Daarnaast kan de vrees voor partijdigheid objectief gerechtvaardigd zijn indien sprake is van feiten of omstandigheden die grond geven om te vrezen dat een rechter niet onpartijdig is, waarbij ook de (te vermijden) schijn van partijdigheid van belang is.
2.2.
Een verzoek tot wraking dient ingevolge artikel 37 lid 2 Rv. gemotiveerd te zijn. De verzoekende partij dient opgave te doen van de feiten en omstandigheden die het vermoeden wettigen dat de rechter bij de behandeling van de zaak niet onpartijdig of niet onafhankelijk zal zijn.

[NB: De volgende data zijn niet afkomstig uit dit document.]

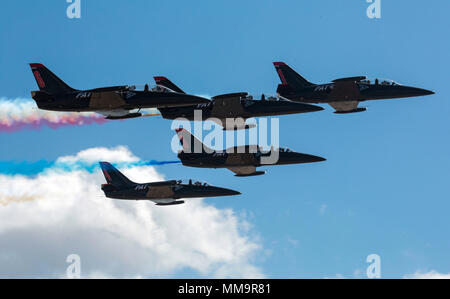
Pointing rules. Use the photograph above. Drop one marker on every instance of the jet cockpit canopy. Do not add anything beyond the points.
(379, 81)
(147, 87)
(192, 182)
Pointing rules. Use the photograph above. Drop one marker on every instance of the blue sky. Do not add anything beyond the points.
(384, 188)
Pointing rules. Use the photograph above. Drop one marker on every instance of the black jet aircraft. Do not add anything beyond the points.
(243, 161)
(233, 106)
(162, 193)
(343, 94)
(113, 102)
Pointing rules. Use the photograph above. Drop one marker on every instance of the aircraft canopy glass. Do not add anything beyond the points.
(379, 81)
(191, 182)
(147, 87)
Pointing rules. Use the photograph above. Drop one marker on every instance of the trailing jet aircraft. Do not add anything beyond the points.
(162, 193)
(343, 94)
(113, 102)
(243, 161)
(233, 106)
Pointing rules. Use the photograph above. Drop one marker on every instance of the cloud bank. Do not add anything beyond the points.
(45, 218)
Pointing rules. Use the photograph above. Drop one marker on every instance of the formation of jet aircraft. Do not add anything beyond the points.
(243, 161)
(295, 95)
(162, 193)
(233, 106)
(344, 94)
(115, 102)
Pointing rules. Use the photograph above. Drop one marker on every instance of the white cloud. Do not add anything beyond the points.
(427, 275)
(45, 218)
(323, 209)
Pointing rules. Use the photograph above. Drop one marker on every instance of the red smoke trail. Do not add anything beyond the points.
(20, 114)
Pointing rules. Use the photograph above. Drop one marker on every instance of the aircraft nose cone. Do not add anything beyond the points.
(306, 107)
(418, 92)
(426, 92)
(312, 158)
(228, 192)
(314, 108)
(295, 158)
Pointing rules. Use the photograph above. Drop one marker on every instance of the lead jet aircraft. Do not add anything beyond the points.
(113, 102)
(162, 193)
(233, 106)
(243, 161)
(343, 94)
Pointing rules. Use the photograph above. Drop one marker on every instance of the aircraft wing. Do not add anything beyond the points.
(245, 171)
(346, 107)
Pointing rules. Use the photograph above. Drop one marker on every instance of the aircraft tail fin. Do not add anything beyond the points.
(115, 177)
(49, 82)
(163, 81)
(290, 77)
(190, 143)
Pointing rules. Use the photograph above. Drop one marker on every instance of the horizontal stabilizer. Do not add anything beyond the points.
(256, 173)
(351, 79)
(163, 81)
(126, 116)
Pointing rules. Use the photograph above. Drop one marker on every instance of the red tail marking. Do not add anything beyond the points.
(160, 79)
(107, 176)
(280, 73)
(38, 77)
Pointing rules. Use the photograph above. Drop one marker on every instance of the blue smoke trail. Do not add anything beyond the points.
(34, 168)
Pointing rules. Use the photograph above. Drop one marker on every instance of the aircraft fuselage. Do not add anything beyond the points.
(349, 91)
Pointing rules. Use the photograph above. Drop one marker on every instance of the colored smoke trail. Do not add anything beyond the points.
(34, 168)
(19, 114)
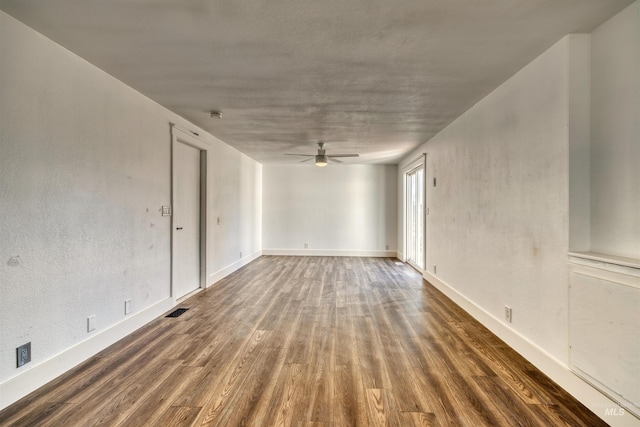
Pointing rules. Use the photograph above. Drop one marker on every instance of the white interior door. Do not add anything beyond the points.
(186, 219)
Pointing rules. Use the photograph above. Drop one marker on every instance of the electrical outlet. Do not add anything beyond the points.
(23, 354)
(91, 323)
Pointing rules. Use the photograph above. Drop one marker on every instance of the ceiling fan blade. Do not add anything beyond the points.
(344, 155)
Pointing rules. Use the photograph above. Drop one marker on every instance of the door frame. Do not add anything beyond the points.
(182, 136)
(421, 161)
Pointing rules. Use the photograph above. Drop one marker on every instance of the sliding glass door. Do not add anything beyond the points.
(415, 217)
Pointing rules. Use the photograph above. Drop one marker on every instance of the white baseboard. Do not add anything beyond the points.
(38, 375)
(329, 252)
(225, 271)
(597, 402)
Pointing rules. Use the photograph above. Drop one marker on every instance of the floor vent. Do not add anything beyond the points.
(178, 312)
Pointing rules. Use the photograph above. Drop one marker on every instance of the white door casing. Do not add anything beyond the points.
(188, 230)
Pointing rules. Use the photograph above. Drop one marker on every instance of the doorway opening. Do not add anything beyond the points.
(188, 222)
(415, 224)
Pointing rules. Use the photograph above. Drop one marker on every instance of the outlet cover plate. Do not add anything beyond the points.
(91, 323)
(23, 354)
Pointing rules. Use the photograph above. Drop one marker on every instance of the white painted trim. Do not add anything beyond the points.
(179, 135)
(225, 271)
(38, 375)
(329, 252)
(559, 372)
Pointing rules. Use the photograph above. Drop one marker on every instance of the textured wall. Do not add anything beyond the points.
(337, 208)
(498, 223)
(615, 140)
(84, 170)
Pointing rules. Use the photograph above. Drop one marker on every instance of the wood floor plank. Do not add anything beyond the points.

Verzoekster heeft echter in het 14 bladzijden tellende schriftelijke wrakingsverzoek helemaal
nietsover (on)partijdigheid of onafhankelijkheid van de gewraakte rechter vermeld. Aangezien het verzoek niet gemotiveerd is, is het daardoor kennelijk niet-ontvankelijk.
2.3.
Overeenkomstig het bepaalde in paragraaf 9.1. in samenhang met paragraaf 4.1. van het wrakingsprotocol van deze rechtbank – op internet te vinden op de website van deze rechtbank onder: www.rechtspraak.nl/ Organisatie/ Rechtbanken/ Rechtbank Noord-Holland/ Regels en procedures – zal de wrakingskamer het verzoek tot wraking wegens kennelijke niet-ontvankelijkheid buiten behandeling stellen.

4.Beslissing

De rechtbank:
4.1.
verklaart het wrakingsverzoek kennelijk niet-ontvankelijk en stelt het verzoek tot wraking buiten behandeling;
4.2.
beveelt de griffier onverwijld aan verzoekster, de rechter en de eisende partij in bovenvermelde procedure een voor eensluidend gewaarmerkt afschrift van deze beslissing toe te zenden;
4.3.
beveelt dat het proces in de hoofdzaak wordt voortgezet in de stand waarin het zich bevond ten tijde van het indienen van het verzoek en beveelt dat die zaak daartoe in handen wordt gesteld van de voorzitter van het team kanton, locatie Alkmaar.
Deze beslissing is gegeven door mr. L.J. Saarloos, plaatsvervangend voorzitter,
in tegenwoordigheid van D.M.J. van den Biggelaar, griffier,
ter openbare terechtzitting van
25 november 2014.
griffier voorzitter
Tegen deze beslissing staat geen rechtsmiddel open.